How long does it take a car to cross a $30$ meter wide intersection after the light turns green, if the car accelerates from at a constant $2.00m/{{s}^{2}}?$

Answer 1

We are given that the acceleration is constant. We know that the displacement is also fixed. We will use one of the equations of motion $S=ut+\dfrac{1}{2}a{{t}^{2}}$ to find the time. We will apply the values in the equation and make some rearrangements.

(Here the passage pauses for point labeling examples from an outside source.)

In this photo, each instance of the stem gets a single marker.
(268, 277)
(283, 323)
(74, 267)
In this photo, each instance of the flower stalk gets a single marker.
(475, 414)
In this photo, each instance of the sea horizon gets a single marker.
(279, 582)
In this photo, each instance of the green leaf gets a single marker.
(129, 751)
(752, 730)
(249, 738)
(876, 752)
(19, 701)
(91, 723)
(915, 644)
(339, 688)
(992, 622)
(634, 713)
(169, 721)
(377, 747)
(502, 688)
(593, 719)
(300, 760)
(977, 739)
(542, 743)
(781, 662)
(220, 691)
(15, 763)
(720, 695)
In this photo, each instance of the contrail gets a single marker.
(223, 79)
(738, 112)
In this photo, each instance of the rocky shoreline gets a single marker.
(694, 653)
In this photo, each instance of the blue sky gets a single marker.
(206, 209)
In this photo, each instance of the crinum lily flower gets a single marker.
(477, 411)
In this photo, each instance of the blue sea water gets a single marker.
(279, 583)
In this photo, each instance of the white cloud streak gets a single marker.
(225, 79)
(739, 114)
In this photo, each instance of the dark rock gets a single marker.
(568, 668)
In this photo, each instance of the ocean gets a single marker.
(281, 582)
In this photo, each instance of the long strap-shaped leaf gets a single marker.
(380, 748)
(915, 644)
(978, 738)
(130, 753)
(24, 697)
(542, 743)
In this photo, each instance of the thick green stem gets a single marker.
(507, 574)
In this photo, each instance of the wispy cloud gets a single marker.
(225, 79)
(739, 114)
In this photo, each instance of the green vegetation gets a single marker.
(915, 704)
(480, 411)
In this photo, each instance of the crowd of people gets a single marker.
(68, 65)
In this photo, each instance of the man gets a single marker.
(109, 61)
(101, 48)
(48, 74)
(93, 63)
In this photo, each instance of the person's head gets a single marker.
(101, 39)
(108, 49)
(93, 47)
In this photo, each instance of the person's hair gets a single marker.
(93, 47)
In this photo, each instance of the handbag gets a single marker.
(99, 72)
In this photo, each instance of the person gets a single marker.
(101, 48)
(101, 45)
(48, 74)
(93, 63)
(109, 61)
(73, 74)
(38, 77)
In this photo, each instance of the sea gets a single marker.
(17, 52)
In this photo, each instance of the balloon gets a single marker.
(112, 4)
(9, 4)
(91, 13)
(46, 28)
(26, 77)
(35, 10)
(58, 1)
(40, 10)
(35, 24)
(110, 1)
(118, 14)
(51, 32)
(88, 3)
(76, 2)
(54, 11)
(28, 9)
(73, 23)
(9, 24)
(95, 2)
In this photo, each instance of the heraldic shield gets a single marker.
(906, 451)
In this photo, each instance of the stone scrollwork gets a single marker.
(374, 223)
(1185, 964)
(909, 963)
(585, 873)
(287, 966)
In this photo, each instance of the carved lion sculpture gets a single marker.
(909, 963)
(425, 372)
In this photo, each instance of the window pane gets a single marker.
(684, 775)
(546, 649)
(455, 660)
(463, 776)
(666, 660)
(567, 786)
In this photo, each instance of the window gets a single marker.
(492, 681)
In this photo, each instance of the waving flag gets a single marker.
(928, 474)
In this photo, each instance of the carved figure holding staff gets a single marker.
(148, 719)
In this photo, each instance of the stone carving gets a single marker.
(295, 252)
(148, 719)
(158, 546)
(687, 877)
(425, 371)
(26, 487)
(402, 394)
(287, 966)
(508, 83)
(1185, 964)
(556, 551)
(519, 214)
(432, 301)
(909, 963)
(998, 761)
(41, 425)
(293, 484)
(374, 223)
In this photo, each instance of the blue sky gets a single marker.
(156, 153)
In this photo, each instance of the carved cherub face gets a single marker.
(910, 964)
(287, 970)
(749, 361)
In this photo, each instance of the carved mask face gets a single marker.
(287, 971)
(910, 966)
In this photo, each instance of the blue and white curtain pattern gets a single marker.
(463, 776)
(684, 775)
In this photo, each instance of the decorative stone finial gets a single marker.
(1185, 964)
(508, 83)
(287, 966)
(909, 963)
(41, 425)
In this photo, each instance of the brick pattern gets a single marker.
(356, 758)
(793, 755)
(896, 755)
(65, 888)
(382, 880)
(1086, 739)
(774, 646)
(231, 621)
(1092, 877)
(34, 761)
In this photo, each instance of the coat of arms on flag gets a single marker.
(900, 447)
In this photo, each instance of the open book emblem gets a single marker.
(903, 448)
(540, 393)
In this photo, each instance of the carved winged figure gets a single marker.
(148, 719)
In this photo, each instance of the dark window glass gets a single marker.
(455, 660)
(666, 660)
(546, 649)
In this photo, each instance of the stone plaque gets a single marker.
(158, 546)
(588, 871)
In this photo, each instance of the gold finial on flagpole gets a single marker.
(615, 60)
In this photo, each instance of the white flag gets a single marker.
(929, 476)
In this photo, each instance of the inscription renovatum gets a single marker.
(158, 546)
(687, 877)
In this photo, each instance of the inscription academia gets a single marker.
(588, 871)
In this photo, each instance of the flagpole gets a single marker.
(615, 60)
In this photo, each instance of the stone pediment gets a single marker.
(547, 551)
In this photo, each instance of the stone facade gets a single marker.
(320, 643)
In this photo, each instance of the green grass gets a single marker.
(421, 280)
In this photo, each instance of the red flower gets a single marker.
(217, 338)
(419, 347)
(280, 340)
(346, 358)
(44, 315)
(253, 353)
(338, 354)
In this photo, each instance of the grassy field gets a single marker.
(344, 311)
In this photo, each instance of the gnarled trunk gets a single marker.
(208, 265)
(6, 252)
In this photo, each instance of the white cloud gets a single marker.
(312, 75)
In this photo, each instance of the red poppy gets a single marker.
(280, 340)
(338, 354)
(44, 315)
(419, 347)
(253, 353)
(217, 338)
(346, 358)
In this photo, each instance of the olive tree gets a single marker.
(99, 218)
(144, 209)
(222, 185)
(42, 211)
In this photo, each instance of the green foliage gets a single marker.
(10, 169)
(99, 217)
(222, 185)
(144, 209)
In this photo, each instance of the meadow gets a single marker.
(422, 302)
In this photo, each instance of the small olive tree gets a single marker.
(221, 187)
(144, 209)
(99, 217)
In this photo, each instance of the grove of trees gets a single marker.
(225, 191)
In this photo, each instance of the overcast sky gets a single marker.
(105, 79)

Complete step-by-step solution:
Let us consider the given problem.
We are asked to find the time a car takes to cross a $30$ meter wide intersection after the light turns, if the car accelerates from at a constant $2.00m/{{s}^{2}}.$
We can see that the displacement and the acceleration are fixed.
The displacement is given by $S=30m$ and the acceleration is given by $a=2.00m/{{s}^{2}}.$
We will use one of the equations of motion to find the time. So, the equation we are using here is $S=ut+\dfrac{1}{2}a{{t}^{2}}.$
In this equation, $S$ is the displacement, $a$ is the acceleration and $u$ is the initial velocity.
We know that at the starting position, the velocity is zero. Therefore, the initial velocity of the car is $u=0m/s.$
Let us apply the values in the equation to get $30=0\times t+\dfrac{1}{2}\times 2\times {{t}^{2}}.$
This will give us $30=\dfrac{1}{2}\times 2\times {{t}^{2}}.$
And so, when we cancel the common term $2,$ we will get $30={{t}^{2}}.$
We will get $t=\sqrt{30}.$
We will get the time as $t=5.477.$
Hence the time the car will take to cross a $30$ meter wide intersection after the light turns green, if the car accelerates from at a constant $2.00m/{{s}^{2}}$ is $5.5s.$

Note: The equations of the motion are: $v=u+at, S=ut+\dfrac{1}{2}a{{t}^{2}}, {{v}^{2}}-{{u}^{2}}=2aS.$ In these equations, $S$ is the displacement, $u$ is the initial velocity, $v$ is the final velocity, $t$ is the time taken and $a$ is the acceleration.